You are who you are.
"So be it," she says, and she bows her head.
Then she whips the tongue jar around and smashes it against Beck Daniels' head. The stink of formaldehyde blooms fast, and he staggers to the side. Bits of glass stick in his temple, his cheek, that prodigious jaw. An archipelago of shards around his eye socket.
Run!
She shoves past him–
But his knee comes up and nails her, a hard hit to the kidneys. She falls forward, cracks her head on a table edge. A pot spins off the side. Dirt –
grave
dirt, the dirt of dead girls – rains down on her.
She tries to get up, but he grabs her and throws her down.
Pins her.
Flips her over.
His hands close around her neck.
Blood pulses in her cheeks, lips, eyes.
He bangs her head against the concrete. Once, twice. Shotgun blasts of stars.
Her palms slap against the ground. She slides one hand beneath her as his thumbs press hard against her windpipe.
She feels the waistline of her jeans, fingers searching blindly along the small of her back.
Where is it where is it where is it
Beck leers above. Glass glittering in his face. Blood oozing to the edge of each shard, dripping down on her face –
pat pat pat.
Darkness rips away the light.
Her hand, still searching.
Then–
She finds it.
The fork.
She made a big deal about that butter knife from breakfast. Waving it this way and that. Beck's earlier words echo in her head.
"Your words, your attitude, all a big misdirection. A magician's trick."
Misdirection, indeed.
They watched the knife. They missed her tucking the fork into her pants.
Her hands curl around the utensil.
She brings the fork up hard–
And jams it deep into the soft meat of his armpit.
Release
. Light pushes back the darkness as his hands loosen. Miriam gets her knees up against his midsection, extends her legs, pushes him off her as he howls in rage, pawing at the fork like a bear.
Miriam finds her feet beneath her.
Still woozy.
Will-o-wisps still dancing in front of her eyes.
A small gust of pride swells within her:
Second sonofabitch I dispatched with a fork.
She bolts. She knows that staying to fight Beck is a losing battle. A broken jar and a forked armpit will slow him down, but he's easily the superior fighter. And going toward Eleanor – she's an old woman and Miriam's sure she can take her but doesn't want any surprises.
That means going out the window.
Miriam gets a running start.
Foot up on one table–
Launches herself at the Plexiglass.
Her shoulder hits it. The window bends inward, pops out of its frame, and takes her with it. Suddenly it's all wind and rain and the great outdoors. Miriam runs.
FIFTY-FIVE
The Devil Drives a Black Mercedes
Louis shivers in the rain, the cop's gun tucked in his waistband.
Everything here at the school is lit up like a carnival.
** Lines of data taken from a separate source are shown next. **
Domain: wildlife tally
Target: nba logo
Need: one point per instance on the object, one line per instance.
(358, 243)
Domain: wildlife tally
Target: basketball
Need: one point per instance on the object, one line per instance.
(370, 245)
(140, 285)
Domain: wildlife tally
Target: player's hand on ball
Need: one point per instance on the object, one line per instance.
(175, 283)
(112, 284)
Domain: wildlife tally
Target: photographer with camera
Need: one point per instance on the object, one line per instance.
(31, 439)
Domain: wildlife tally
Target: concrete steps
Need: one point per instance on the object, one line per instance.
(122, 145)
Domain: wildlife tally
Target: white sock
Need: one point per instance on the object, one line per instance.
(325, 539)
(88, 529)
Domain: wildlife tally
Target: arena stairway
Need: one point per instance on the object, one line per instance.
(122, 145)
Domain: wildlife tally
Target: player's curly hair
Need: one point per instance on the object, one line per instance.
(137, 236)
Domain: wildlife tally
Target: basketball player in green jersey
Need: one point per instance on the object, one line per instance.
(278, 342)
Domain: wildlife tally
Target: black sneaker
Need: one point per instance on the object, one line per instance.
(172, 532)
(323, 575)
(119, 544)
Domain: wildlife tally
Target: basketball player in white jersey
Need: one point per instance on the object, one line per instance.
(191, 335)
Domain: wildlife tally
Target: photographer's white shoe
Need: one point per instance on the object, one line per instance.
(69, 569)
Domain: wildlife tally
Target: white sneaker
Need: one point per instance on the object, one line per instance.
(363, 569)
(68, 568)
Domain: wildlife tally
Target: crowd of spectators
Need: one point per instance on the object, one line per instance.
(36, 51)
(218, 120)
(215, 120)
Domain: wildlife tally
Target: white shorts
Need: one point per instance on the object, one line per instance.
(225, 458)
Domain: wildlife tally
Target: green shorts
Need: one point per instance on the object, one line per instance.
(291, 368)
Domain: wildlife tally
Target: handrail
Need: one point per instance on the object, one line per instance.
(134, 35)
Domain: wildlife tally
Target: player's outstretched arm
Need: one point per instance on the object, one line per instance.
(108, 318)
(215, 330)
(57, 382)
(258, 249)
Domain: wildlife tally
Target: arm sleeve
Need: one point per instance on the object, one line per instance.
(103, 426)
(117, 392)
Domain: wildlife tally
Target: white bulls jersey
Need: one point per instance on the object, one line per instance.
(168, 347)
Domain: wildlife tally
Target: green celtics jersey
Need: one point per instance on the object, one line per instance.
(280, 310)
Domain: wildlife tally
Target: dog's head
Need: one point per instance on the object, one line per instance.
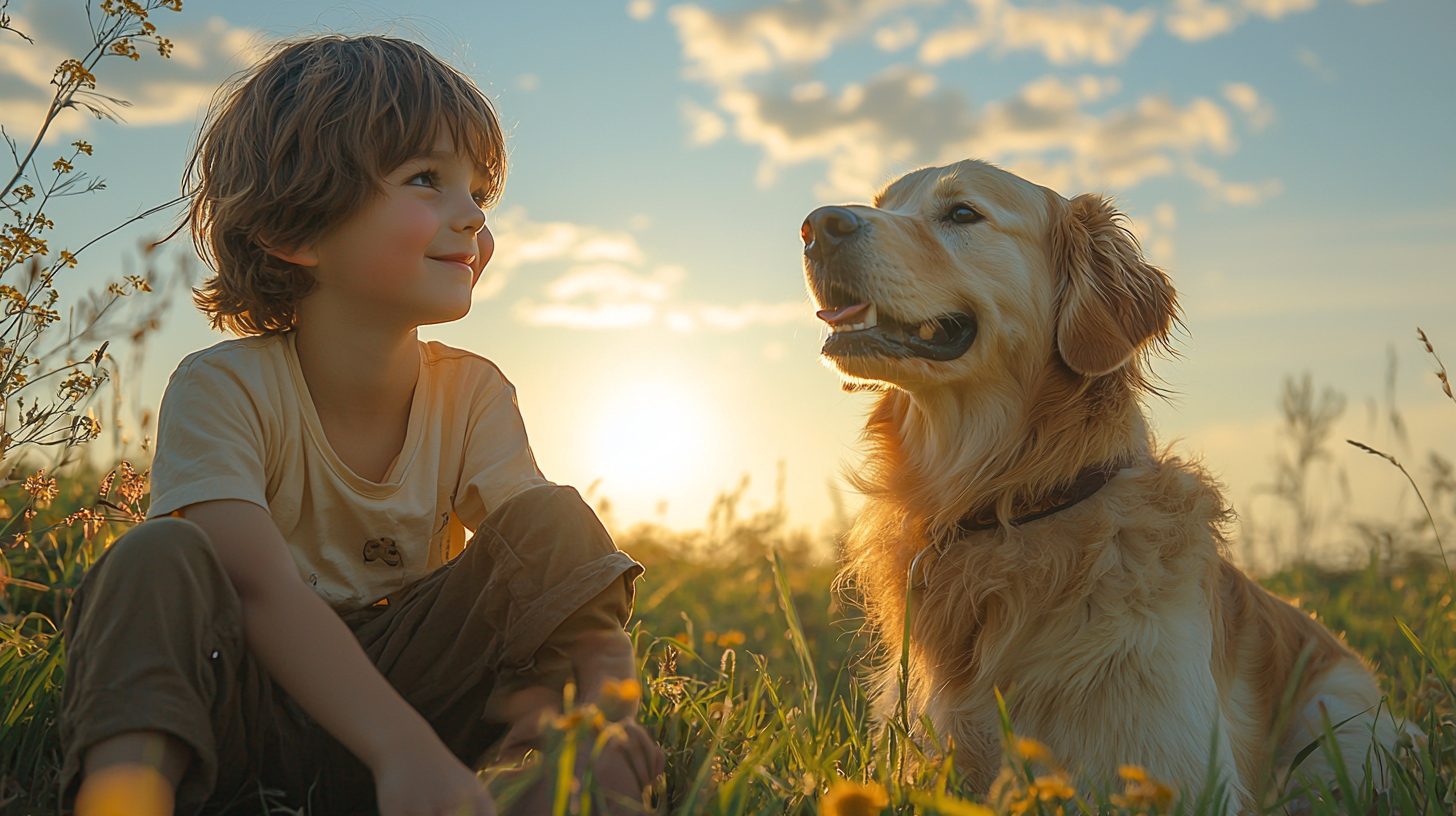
(970, 274)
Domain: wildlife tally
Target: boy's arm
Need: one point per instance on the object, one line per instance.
(307, 649)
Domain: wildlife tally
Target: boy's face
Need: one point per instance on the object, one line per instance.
(415, 251)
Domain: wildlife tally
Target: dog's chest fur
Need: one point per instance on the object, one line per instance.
(1095, 622)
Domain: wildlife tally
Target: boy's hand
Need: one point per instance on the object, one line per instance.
(626, 767)
(424, 781)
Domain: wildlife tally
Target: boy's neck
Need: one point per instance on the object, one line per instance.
(355, 370)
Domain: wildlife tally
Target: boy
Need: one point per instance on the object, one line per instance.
(293, 614)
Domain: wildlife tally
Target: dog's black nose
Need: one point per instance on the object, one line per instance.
(829, 226)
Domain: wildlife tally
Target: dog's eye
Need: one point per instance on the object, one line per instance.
(964, 214)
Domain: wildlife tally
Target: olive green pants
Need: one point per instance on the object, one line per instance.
(155, 641)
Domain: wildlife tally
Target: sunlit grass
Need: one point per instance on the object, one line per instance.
(750, 682)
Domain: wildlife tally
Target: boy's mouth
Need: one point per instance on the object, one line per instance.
(465, 261)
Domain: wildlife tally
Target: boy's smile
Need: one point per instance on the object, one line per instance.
(412, 254)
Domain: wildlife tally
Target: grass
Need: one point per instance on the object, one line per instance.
(750, 678)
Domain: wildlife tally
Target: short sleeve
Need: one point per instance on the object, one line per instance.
(498, 462)
(210, 442)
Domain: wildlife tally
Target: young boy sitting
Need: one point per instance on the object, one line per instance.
(302, 611)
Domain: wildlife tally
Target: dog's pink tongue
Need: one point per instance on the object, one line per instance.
(836, 316)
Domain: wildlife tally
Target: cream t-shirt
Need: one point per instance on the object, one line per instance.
(238, 423)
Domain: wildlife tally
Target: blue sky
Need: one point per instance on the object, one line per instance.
(1286, 161)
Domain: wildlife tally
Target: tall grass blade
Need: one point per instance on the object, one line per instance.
(801, 647)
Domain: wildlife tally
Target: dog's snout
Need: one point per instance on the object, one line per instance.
(827, 226)
(833, 223)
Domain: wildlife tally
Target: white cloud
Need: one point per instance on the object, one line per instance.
(606, 283)
(1231, 193)
(159, 91)
(520, 241)
(641, 9)
(733, 45)
(613, 281)
(1199, 19)
(900, 118)
(1056, 130)
(897, 35)
(1065, 34)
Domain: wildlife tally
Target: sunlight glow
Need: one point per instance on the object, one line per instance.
(648, 440)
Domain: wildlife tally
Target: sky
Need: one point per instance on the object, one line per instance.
(1287, 162)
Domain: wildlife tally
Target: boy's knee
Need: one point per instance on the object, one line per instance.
(160, 545)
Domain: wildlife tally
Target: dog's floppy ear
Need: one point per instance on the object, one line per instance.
(1110, 299)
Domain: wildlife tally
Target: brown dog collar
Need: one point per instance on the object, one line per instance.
(1088, 481)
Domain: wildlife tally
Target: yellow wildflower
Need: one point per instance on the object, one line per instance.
(1142, 790)
(41, 488)
(125, 790)
(853, 799)
(626, 689)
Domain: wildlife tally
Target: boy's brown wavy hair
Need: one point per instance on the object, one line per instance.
(300, 143)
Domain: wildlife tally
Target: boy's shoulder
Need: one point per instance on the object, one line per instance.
(236, 354)
(460, 366)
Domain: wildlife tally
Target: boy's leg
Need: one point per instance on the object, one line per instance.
(155, 646)
(476, 624)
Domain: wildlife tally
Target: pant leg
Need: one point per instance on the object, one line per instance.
(479, 620)
(155, 641)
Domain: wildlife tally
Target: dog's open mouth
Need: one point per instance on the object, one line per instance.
(858, 328)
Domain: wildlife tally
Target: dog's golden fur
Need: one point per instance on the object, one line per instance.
(1120, 625)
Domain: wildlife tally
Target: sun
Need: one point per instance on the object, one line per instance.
(648, 439)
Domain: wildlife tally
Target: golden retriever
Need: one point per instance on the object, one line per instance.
(1054, 550)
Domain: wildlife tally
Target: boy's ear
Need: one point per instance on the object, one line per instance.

Red and blue lights strobing, disrupting the wan light of morning. He hides behind an alcove corner, peering out, unsure what to do, where to go. His head is a dozen cats running in a hundred directions – he doesn't know how to find Miriam, doesn't want to talk to the cops because if one of them is in on these murders then many might be, doesn't like being this close to a parking lot full of cops with a stolen police revolver in his pants. He's paralyzed.
Some protector.
Water rushes down the school gutters, overwhelming the drains. The streets are wet at the sides, and soon those deep puddles will meet. It won't be long before all of it floods. The rains are endless and without mercy. Hurricane Esmerelda is here – and she's showing her teeth.
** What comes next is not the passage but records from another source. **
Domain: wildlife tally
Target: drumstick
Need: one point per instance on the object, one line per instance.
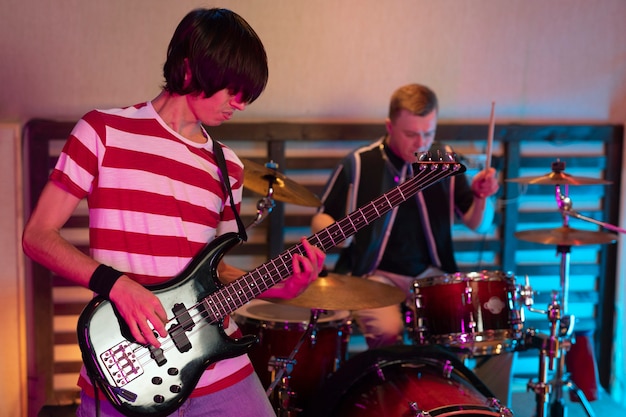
(490, 137)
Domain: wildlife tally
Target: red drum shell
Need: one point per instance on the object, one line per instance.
(279, 327)
(404, 381)
(475, 311)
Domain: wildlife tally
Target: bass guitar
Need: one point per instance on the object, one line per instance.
(140, 380)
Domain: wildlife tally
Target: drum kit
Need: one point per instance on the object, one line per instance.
(451, 317)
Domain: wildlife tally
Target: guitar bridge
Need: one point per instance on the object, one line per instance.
(121, 363)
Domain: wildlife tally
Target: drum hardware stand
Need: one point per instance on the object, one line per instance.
(281, 366)
(552, 348)
(267, 203)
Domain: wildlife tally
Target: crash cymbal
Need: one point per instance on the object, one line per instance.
(345, 292)
(258, 178)
(566, 236)
(558, 178)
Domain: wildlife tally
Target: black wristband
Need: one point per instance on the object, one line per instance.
(103, 279)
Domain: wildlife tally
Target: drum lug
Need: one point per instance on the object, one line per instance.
(468, 293)
(494, 403)
(447, 369)
(417, 412)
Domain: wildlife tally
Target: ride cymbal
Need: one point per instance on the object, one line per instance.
(345, 292)
(565, 236)
(558, 178)
(259, 179)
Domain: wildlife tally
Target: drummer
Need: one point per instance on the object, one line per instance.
(414, 240)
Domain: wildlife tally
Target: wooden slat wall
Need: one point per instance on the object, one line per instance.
(307, 152)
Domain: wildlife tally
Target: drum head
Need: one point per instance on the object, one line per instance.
(387, 381)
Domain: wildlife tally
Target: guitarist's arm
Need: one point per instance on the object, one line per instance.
(42, 242)
(305, 270)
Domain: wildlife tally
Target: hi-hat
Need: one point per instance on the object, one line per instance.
(566, 236)
(345, 292)
(259, 178)
(558, 178)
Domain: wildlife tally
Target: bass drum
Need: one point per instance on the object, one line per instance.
(405, 381)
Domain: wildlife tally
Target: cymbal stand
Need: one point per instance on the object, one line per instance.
(267, 203)
(557, 345)
(552, 348)
(281, 369)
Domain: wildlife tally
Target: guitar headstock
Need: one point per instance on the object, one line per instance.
(439, 158)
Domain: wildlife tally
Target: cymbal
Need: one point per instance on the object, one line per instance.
(566, 236)
(558, 178)
(257, 178)
(345, 292)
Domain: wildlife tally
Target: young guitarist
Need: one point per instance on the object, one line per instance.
(156, 197)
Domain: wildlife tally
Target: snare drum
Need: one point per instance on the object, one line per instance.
(476, 312)
(279, 328)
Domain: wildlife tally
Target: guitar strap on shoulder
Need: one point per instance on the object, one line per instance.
(221, 163)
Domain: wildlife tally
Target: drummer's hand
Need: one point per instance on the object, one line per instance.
(305, 269)
(485, 183)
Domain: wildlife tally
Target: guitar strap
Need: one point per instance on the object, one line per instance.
(221, 164)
By now, some of the cop cars are leaving. Soon they'll all be gone.
A shadow falls over him and above him, the airy
fwump
of an umbrella unfurling. It's Katey.
"Louis, I'm so sorry." She's been crying. "I left her alone and then… The next thing I knew, all hell was breaking loose. This is my fault."
"Your fault." He almost wants to laugh. "Katey, I told her I'd protect her. That my job was to be there for her. This doesn't look like that."